Jack Hirshleiffer, “The Dark Side of the Force: Economic
Foundations of Conflict Theory”, CUP, 2001.
The Production vs Predation choice
• Nations, individuals, groups have choice of allocating
resources to productive activities, or to predatory
activities (or defence against such).
• Each choice involves an opportunity cost
• Civil war far more common in poor and economically
stagnant countries: lower opportunity cost for engaging
in conflictual activities.
• Strong link between unemployment and crime:
unemployed have more time available, less to lose if
caught.
• Choices (e.g. for nations) interdependent: what I do
affects my neighbour’s choices, and vice versa.

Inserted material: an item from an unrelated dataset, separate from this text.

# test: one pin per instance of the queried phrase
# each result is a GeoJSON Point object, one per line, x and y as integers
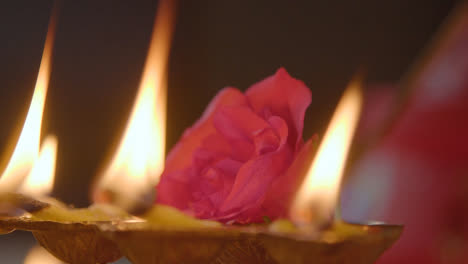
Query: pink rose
{"type": "Point", "coordinates": [242, 160]}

• Resources devoted to predatory activity reduce total
available to everyone – so leads to pareto inefficiency.
Conflict and interaction : game theory
• Analysis of conflict, military spending, arms races
etc. frequently makes use of Game Theory – also
used for study of oligopolistic markets
• Common feature: each party must make decisions
taking into account the likely responses of others.
• Prisoner’s Dilemma model widely used to model
arms races, and oligopoly pricing decisions. Two
prisoners interrogated separately: if both remain
silent, only enough evidence for lesser charge: 2
years in prison each. If one confesses, other is
silent, ‘good’ prisoner gets 1 year, other one gets 5
years. Both confess: each get 3 years.
Prisoner’s Dilemma
Prisoner B
Silent
Talk
(2,2)
(5,1)
Prisoner A
Silent
Talk
(1,5)
(3,3)
• Choice for A: if B talks, then A can talk and get 3
years, or stay silent and get 5. So better to talk.
• If B stays silent, A can talk and get 1 year, or stay
silent and get 2. So better to talk.
• So either way better to talk! Same for B.
• But both would be better off if they stayed silent.
Applications of PD
• Oligopoly: firms face choice of collusion or
competition – maintaining high prices (“stay silent”),
or price war (“talk”). Incentive to choose low, to gain
competitive advantage, or not to lose out, though
both do better with high prices.
• Rival nations may choose high levels of armaments
(“talk”) or low (“stay silent”). Incentive to choose high
arms to gain miltary advantage, or not to fall behind,
though both do better with low arms.
• A lot of study of repeated game – if interactions are
repeated, players may choose to ‘co-operate’ rather
than ‘defect’ – potential for reward/punishment
strategies, etc. (E.g. Axelrod (1985)).
Robert Axelrod, “The Evolution of Co-operation”, Basic Books, 1985.
Games in the classroom
• Prisoner’s Dilemma easy to simulate, fun, and (I find)
educational.
• Give each student a number of counters. Keep a large
reserve.
• Each student finds a partner. On count of 3, each
player shows the other either an open hand (“cooperate”) or a fist (“defect”).
• If you show a fist, you get to take a counter from your
partner. If you show an open hand, your partner gets
to take a counter from the pool. Effects add up. (e.g.
two fists cancel out).
• Two versions: change partner each round, same
partner for large number of rounds.
Production vs Predation game
• Each player has ten counters to play with. Each round,
each player places counters into one of two piles:
“Production” and “Acquisition”. (At least one in each).
• Total counters in production piles for both (all) players
gives total “output”.
• Each player’s Acquisition total determines their share
of the output, used to give “score”. (Need calculators!)
• E.g. Player A puts 3 in Acquisition pile, player B puts 1.
Total output is 16. Player A gets ¾, or 12, B gets 4.
• Open to many variations. (E.g., 2 or more players;
single or repeated interactions; unequal resources;
scores from each round available for future
production/predation or just “banked”).